The statement helped allay investors' concerns, with Rolls-Royce shares up by more than 3% in morning trade.
But Rolls added that the problems were set to hit profit growth this year.
Australian airline Qantas grounded its fleet of six A380s after an engine broke apart on a flight to Australia on 4 November.
The plane was forced to make an emergency landing in Singapore, and the incident forced all A380 operators to check their planes.
Rolls-Royce said its investigations had led “to two key conclusions”.
First, that only the Trent 900 was affected; second, that the engine failure “was confined to a specific component” which led to an oil fire and loss of turbine pressure.
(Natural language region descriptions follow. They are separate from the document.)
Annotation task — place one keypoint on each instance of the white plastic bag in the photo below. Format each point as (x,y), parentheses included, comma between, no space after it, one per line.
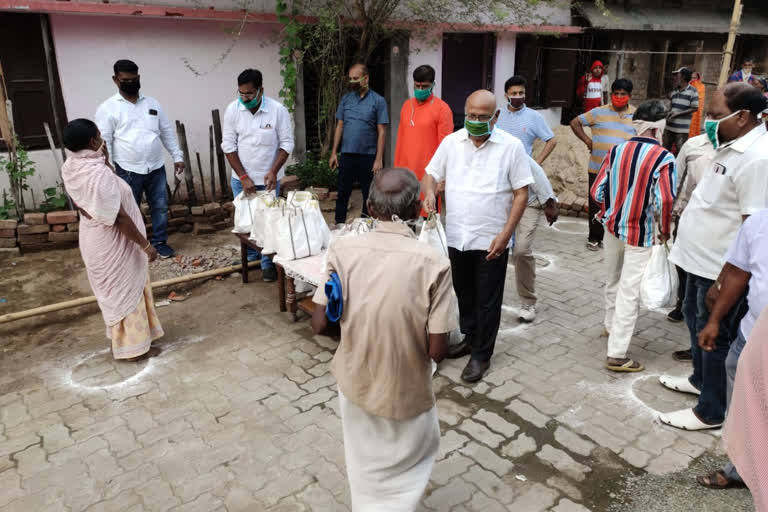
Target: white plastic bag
(433,234)
(301,232)
(262,202)
(658,288)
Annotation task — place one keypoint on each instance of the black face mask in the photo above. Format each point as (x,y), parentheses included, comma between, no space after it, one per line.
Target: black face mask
(131,88)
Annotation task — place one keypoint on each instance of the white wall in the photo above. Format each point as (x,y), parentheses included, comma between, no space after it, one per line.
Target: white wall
(87,47)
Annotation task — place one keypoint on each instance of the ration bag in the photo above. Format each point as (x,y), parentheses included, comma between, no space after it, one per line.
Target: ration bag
(658,287)
(300,232)
(433,234)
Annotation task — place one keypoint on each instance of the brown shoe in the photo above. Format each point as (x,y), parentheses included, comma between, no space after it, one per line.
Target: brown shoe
(475,370)
(460,350)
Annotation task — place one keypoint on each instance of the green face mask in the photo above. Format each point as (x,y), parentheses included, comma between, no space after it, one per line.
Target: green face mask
(254,103)
(712,127)
(477,128)
(422,94)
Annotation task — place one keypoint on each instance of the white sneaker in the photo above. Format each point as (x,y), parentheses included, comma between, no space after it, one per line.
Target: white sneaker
(685,419)
(527,312)
(681,384)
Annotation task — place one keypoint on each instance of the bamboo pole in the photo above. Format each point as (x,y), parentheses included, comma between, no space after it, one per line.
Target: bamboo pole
(220,153)
(188,176)
(51,308)
(202,180)
(211,164)
(728,54)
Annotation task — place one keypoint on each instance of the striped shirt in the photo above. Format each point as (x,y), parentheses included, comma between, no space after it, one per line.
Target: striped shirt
(609,128)
(683,99)
(636,177)
(526,124)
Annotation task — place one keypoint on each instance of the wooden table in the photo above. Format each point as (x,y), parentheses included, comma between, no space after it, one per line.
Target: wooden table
(286,286)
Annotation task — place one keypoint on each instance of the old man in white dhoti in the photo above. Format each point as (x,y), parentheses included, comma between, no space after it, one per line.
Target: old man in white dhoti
(395,296)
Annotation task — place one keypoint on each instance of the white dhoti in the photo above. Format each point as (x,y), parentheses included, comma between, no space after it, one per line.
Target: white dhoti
(389,461)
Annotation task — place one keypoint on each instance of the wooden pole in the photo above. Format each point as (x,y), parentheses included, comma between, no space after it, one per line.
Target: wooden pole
(10,317)
(188,176)
(52,90)
(211,166)
(728,54)
(202,180)
(225,191)
(59,162)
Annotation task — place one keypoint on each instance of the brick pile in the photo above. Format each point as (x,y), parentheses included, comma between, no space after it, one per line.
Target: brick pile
(54,230)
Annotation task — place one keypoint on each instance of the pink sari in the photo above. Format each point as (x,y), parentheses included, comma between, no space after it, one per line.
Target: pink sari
(117,267)
(746,429)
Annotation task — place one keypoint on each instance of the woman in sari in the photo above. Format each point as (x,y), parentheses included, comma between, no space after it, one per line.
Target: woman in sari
(113,243)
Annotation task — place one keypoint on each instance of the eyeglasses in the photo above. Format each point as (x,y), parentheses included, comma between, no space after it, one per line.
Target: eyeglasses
(247,94)
(475,117)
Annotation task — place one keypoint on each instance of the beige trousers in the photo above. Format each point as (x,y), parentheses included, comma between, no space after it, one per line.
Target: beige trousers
(522,255)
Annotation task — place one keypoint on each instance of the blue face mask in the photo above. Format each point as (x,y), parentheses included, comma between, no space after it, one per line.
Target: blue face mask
(252,104)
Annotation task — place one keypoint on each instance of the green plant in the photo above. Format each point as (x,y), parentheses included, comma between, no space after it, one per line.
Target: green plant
(55,198)
(8,207)
(314,172)
(19,167)
(290,52)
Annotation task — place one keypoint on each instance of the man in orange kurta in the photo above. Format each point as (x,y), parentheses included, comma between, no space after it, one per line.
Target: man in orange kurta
(425,120)
(696,118)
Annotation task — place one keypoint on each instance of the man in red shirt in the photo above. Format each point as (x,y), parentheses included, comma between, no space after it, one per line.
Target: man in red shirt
(592,88)
(425,120)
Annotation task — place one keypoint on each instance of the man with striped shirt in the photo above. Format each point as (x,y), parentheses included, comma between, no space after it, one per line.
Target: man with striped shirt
(610,125)
(685,101)
(636,178)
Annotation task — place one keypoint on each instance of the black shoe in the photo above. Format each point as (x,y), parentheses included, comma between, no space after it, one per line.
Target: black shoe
(269,274)
(460,350)
(475,370)
(675,315)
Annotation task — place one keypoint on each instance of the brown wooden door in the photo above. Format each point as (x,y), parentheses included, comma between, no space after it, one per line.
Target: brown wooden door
(26,77)
(467,67)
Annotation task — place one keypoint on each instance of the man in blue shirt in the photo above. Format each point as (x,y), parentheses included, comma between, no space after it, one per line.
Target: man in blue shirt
(524,123)
(361,121)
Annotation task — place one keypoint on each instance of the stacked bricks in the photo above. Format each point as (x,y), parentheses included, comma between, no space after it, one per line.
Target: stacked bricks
(8,234)
(47,231)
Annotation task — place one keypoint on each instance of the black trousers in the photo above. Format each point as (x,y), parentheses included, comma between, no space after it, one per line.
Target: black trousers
(479,286)
(596,229)
(353,166)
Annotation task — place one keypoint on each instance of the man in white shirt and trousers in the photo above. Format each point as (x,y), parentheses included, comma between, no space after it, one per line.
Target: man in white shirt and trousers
(486,174)
(735,188)
(257,138)
(135,129)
This event… will have an impact on the group's financial performance this year'
Sir John Rose
Rolls-Royce chief executive
Rolls-Royce said that corrective measures would “enable our customers progressively to bring the whole fleet back into service”.
Profits to slow
The company's shares fell sharply immediately after the Qantas engine incident, in part because of concerns about a lack of information from Rolls-Royce about the cause.
However, following the latest update from the company, its shares were up more than 3% in morning trading.
The increase came despite Rolls' chief executive, Sir John Rose, saying that the engine problems would “have an impact on the group's financial performance this year”.
In July, the company indicated that underlying profit growth for the year would be about 4%-5%.
But this will now by “slightly lower than previously guided,” Rolls-Royce said.
Meanwhile, European planemaker Airbus, which makes the A380, said that deliveries of the aircraft may be affected by the engine problems.
“I would not rule out some impact on the delivery schedule,” chief executive Tom Enders said. “I don't know how severe that would be.”
But he added that he did not expect the engine incident to damage the reputation of the world's largest passenger aircraft.
“It is not an incident that makes us or airlines happy but I am absolutely sure, given the positive reception received so far from airlines and passengers… that the reputation of the aircraft will remain untarnished and increase in years ahead,” Mr Enders said.
Qantas' A380s are still grounded, but the airline said in a statement said that it hoped “it will be days rather than weeks before we are able to return the aircraft to service”.
The carrier added: “It will take several days for Rolls-Royce to identify relevant engines as far as this modification is concerned and to source the necessary components.”